The report’s analysis from one country to another demonstrates how different the agro-ecosystem is from one place to another. There is not one single Africa when it comes to local solutions. The needs, the expectations, the successes and failures very much depend on local and national characteristics, including the nature of ecosystems resources and farming structures, and the institutional setting. There is no magic bullet and no one size fits all solution.
However, when locally adapted, agricultural mechanization can offer a multitude of benefits, from reducing the drudgery of farming activities, to improving the efficiency of production and processing, and enhancing the quality of produce. In the case of conservation agriculture, as shared during the Second Africa Congress on Conservation Agriculture during October 2018, the use of appropriate seeding and fertiliser technologies (or planters) in no-till or minimum tillage farming, with crop residue left standing, may lead to increased yields, reduced fertilizer and pesticide application, and less labour and time intensive work
Creating pathways for adoption of new technologies
As we all know, the success of mechanization is not just about designing adapted technology and making those technologies available. Rather, increasing the uptake of agricultural mechanization along the entire value chain requires investment in research and development, technical capacity to build and operate machines, and adaptability to local needs and different environmental and social conditions, among other factors. A comprehensive, systematic approach is therefore required to achieve effective and sustainable agricultural mechanization and to promote the principles of conservation agriculture, in Africa.

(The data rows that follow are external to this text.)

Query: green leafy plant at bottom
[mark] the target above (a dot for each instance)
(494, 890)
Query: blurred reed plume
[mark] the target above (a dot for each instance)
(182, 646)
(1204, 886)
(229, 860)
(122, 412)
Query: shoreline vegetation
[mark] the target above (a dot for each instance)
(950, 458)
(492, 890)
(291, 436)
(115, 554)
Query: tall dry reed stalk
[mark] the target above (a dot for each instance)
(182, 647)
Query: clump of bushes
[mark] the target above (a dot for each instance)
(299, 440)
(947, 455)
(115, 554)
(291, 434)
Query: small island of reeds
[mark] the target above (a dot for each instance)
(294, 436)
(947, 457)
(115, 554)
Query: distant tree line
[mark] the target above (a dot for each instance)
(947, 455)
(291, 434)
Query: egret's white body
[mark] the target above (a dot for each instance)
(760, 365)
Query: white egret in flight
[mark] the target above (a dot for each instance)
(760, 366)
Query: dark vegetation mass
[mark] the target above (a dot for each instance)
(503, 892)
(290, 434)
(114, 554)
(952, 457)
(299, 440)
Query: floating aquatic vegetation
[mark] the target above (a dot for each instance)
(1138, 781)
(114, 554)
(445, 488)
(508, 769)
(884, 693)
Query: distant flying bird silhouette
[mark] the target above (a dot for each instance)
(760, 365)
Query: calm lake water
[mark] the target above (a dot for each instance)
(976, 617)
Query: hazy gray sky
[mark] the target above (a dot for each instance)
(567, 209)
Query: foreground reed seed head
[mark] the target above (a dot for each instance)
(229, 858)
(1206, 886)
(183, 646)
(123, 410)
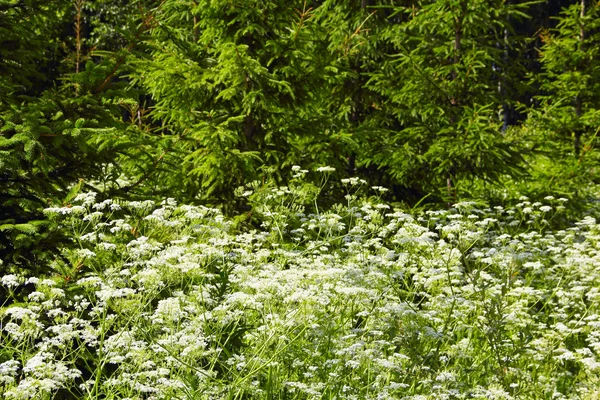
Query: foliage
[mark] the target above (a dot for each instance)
(439, 84)
(565, 124)
(356, 301)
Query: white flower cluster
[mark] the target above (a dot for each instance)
(361, 301)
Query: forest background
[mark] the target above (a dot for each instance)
(439, 101)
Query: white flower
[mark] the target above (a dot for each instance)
(11, 280)
(325, 169)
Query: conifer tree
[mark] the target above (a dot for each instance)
(565, 124)
(236, 88)
(59, 121)
(441, 85)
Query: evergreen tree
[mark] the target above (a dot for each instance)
(441, 85)
(235, 88)
(59, 121)
(565, 124)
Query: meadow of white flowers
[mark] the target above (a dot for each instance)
(360, 301)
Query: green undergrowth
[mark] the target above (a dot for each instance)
(357, 301)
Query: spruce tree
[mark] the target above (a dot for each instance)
(59, 122)
(565, 122)
(238, 92)
(441, 86)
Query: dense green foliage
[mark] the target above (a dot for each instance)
(266, 284)
(446, 99)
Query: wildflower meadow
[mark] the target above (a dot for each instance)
(361, 300)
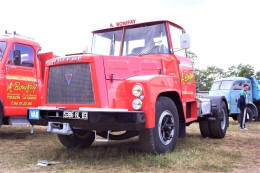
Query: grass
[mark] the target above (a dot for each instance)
(239, 151)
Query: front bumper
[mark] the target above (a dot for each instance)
(97, 119)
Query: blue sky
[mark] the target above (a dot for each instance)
(223, 32)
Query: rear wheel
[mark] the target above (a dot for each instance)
(79, 138)
(163, 137)
(204, 129)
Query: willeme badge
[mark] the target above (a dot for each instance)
(68, 78)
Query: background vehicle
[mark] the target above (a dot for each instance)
(231, 87)
(21, 77)
(137, 79)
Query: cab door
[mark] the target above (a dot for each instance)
(21, 81)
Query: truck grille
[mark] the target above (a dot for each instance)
(70, 84)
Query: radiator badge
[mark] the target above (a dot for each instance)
(68, 78)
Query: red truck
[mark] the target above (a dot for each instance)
(21, 77)
(137, 80)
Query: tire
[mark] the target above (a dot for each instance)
(204, 129)
(249, 116)
(163, 137)
(79, 138)
(235, 117)
(218, 128)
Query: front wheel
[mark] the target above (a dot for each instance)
(163, 137)
(218, 128)
(79, 138)
(249, 116)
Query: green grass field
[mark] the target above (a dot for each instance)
(239, 151)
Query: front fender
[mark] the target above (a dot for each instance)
(153, 85)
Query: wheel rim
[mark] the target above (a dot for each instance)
(166, 127)
(223, 122)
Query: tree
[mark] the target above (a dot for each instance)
(192, 56)
(257, 76)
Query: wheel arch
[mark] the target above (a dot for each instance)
(174, 96)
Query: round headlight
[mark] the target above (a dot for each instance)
(137, 90)
(137, 104)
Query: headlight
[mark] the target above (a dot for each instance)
(137, 104)
(137, 90)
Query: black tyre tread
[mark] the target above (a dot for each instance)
(148, 137)
(72, 141)
(215, 126)
(204, 129)
(251, 115)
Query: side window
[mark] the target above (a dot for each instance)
(27, 55)
(176, 41)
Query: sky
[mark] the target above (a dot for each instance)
(222, 32)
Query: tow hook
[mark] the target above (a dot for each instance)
(101, 140)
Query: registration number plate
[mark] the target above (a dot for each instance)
(75, 115)
(34, 114)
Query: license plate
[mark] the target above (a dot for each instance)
(34, 114)
(75, 115)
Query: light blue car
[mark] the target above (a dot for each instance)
(231, 87)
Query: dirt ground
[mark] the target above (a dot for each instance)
(239, 151)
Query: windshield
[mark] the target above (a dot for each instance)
(146, 40)
(215, 86)
(221, 85)
(107, 43)
(2, 49)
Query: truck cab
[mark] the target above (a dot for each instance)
(231, 88)
(137, 79)
(21, 77)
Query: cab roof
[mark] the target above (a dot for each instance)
(19, 39)
(232, 79)
(132, 22)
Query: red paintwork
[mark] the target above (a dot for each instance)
(21, 87)
(113, 89)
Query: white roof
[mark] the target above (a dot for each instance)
(121, 23)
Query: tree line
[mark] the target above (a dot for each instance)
(205, 77)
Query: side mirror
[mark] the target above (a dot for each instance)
(17, 57)
(86, 50)
(185, 41)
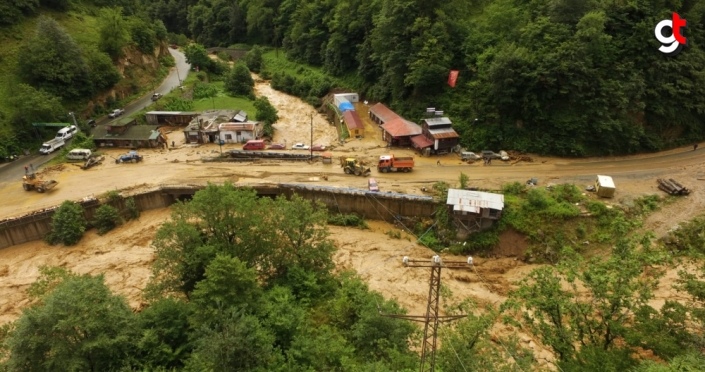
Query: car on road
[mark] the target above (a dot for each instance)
(130, 157)
(468, 155)
(115, 113)
(487, 154)
(300, 146)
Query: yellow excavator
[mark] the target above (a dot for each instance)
(30, 181)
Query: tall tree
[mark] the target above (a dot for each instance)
(582, 326)
(239, 82)
(79, 325)
(114, 32)
(278, 238)
(52, 60)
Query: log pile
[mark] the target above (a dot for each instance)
(672, 187)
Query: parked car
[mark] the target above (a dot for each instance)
(490, 154)
(277, 146)
(130, 157)
(300, 146)
(115, 113)
(467, 155)
(372, 184)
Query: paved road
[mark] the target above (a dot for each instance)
(10, 172)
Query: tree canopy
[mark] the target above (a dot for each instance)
(564, 77)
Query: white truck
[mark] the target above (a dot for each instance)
(66, 133)
(52, 145)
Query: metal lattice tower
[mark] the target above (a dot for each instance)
(431, 320)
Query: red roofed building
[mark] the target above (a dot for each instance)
(353, 123)
(380, 114)
(398, 131)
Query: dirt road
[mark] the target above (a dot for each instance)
(124, 255)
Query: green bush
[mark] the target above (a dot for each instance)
(538, 198)
(107, 218)
(131, 210)
(347, 220)
(253, 59)
(67, 224)
(567, 192)
(113, 197)
(394, 234)
(238, 82)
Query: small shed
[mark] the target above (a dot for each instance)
(327, 157)
(345, 97)
(380, 114)
(238, 132)
(604, 186)
(240, 117)
(346, 106)
(172, 118)
(398, 132)
(353, 123)
(473, 211)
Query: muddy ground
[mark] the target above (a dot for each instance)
(124, 255)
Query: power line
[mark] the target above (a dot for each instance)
(431, 319)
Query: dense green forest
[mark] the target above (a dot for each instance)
(58, 56)
(563, 77)
(242, 283)
(567, 77)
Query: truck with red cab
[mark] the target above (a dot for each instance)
(254, 145)
(390, 163)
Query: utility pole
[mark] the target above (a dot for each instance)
(432, 319)
(74, 118)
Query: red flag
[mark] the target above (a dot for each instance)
(452, 78)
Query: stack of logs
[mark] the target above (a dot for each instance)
(672, 187)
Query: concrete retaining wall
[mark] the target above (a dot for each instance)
(389, 207)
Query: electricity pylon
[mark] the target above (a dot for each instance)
(432, 319)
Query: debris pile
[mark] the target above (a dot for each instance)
(672, 187)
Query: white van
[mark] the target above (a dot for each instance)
(79, 154)
(66, 133)
(50, 146)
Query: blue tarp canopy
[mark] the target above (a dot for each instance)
(346, 106)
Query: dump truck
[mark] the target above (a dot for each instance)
(30, 181)
(390, 163)
(354, 166)
(604, 186)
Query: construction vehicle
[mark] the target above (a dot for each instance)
(354, 166)
(30, 181)
(92, 161)
(390, 163)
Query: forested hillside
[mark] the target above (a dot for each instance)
(567, 77)
(70, 55)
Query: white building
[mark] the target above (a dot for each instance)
(239, 132)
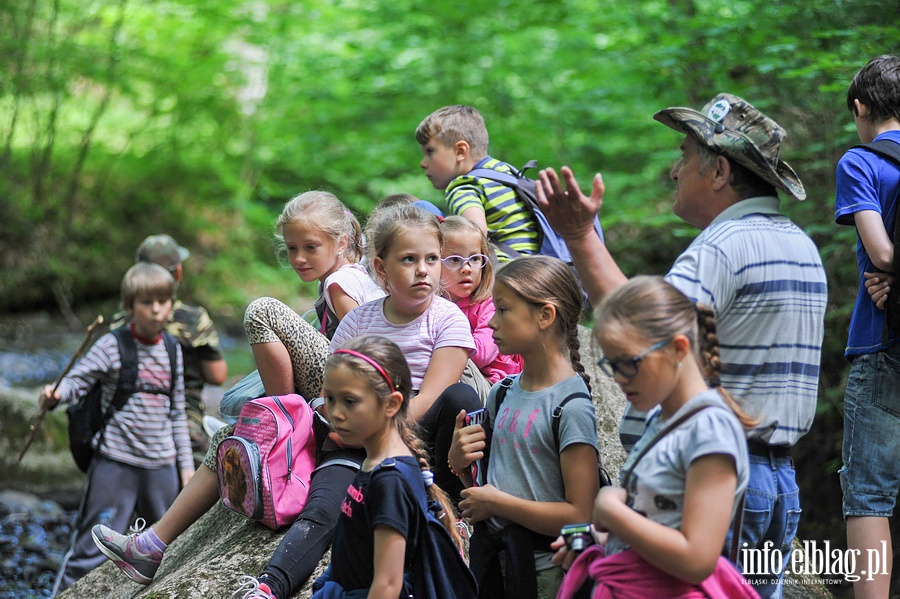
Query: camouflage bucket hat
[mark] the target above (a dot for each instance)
(732, 127)
(162, 250)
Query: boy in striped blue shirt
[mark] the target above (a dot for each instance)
(454, 142)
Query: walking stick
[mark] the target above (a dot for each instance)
(40, 418)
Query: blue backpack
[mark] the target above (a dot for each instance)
(891, 151)
(438, 570)
(549, 241)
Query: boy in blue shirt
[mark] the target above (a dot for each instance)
(454, 142)
(867, 189)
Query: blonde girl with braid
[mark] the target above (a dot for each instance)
(535, 482)
(367, 395)
(664, 528)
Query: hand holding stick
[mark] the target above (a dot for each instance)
(40, 418)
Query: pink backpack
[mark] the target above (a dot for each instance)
(265, 466)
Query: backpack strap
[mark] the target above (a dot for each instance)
(660, 436)
(738, 521)
(129, 370)
(891, 151)
(171, 349)
(507, 382)
(884, 148)
(557, 414)
(510, 180)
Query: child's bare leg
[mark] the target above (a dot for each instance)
(275, 369)
(195, 499)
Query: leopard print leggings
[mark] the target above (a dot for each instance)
(268, 320)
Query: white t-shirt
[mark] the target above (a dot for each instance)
(442, 325)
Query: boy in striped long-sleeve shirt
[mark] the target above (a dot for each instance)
(144, 452)
(454, 142)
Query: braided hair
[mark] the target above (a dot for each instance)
(656, 310)
(541, 280)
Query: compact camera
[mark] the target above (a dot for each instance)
(476, 470)
(578, 537)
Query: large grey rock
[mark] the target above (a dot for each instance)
(210, 557)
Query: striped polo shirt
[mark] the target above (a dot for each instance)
(508, 219)
(764, 279)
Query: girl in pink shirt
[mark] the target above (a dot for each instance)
(467, 277)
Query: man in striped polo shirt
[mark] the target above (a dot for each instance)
(454, 142)
(760, 273)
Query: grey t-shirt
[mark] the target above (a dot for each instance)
(657, 483)
(524, 460)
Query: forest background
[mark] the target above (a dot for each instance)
(199, 118)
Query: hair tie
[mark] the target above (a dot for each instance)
(371, 362)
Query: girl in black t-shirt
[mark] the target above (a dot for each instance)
(367, 388)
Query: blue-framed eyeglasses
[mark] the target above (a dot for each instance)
(476, 261)
(628, 367)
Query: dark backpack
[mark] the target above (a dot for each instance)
(890, 150)
(86, 417)
(549, 241)
(438, 571)
(506, 383)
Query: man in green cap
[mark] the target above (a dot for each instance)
(760, 273)
(204, 362)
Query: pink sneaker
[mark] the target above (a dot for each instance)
(122, 550)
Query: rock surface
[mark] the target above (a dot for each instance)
(210, 557)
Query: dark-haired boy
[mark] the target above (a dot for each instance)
(867, 191)
(204, 362)
(454, 142)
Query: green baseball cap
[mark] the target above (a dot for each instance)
(732, 127)
(162, 250)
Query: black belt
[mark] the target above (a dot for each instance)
(764, 450)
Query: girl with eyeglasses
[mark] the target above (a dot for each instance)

Governments must develop creative interventions and foster an enabling environment to promote adapted mechanization pathways. Incentives targeted at increased collaboration with the private sector, skill development and training of youth, and support for the creation of employment in the mechanization sector are just some examples of how countries can make considerable progress. The transformation of agriculture in Africa is not only possible, it is already taking place. But, while taking on board the diversity of contexts, Africa has to invent unique and original pathways to integrate conservation agriculture and mechanization strategies to prevent potentially catastrophic consequences.